Altman once predicted, 'Approaching the singularity; not sure on which side.' The $122 billion bet has been placed. The answer will take years to reveal itself.

Perguntas relacionadas

QWhat is the current valuation of OpenAI after its latest funding round, and how much was raised?

AOpenAI's current valuation is $852 billion after raising $122 billion in its latest funding round.

QWhy does OpenAI CEO Sam Altman hold zero equity in the company, and what risks does this pose?

ASam Altman holds zero equity as a deliberate choice initially to align with OpenAI's non-profit mission and to demonstrate separation of personal利益 from the company's goals. This poses governance risks, as seen in the 2023 board incident where he was briefly ousted, highlighting the vulnerability of a CEO without股权-based voting power.

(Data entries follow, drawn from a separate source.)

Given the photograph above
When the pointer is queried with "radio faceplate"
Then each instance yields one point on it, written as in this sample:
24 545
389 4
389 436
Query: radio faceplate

QWho are the top shareholders in OpenAI according to the leaked equity table?

AThe top shareholders are Microsoft (26.79%), OpenAI Foundation (25.8%), SoftBank (11.66%), Amazon (4.66%), and NVIDIA (3.47%). Current and former employees hold approximately 20% collectively.

QWhat are the main concerns regarding OpenAI's financial sustainability despite its high valuation?

AConcerns include projected losses of $140 billion this year, a planned $600 billion compute investment over five years, and expectations of not achieving positive cash flow until 2030. High API pricing compared to competitors and potential price wars could pressure revenue growth while costs remain rigid.

QHow did OpenAI transition from a non-profit to a for-profit structure, and what criticisms exist about this change?

AOpenAI transitioned in October 2025 to a structure where the non-profit OpenAI Foundation holds 26% of the for-profit subsidiary OpenAI Group PBC, with the foundation's board retaining special voting rights. Critics argue that overlapping board members undermine true oversight, as the same individuals manage both entities, potentially prioritizing profit over mission in conflicts.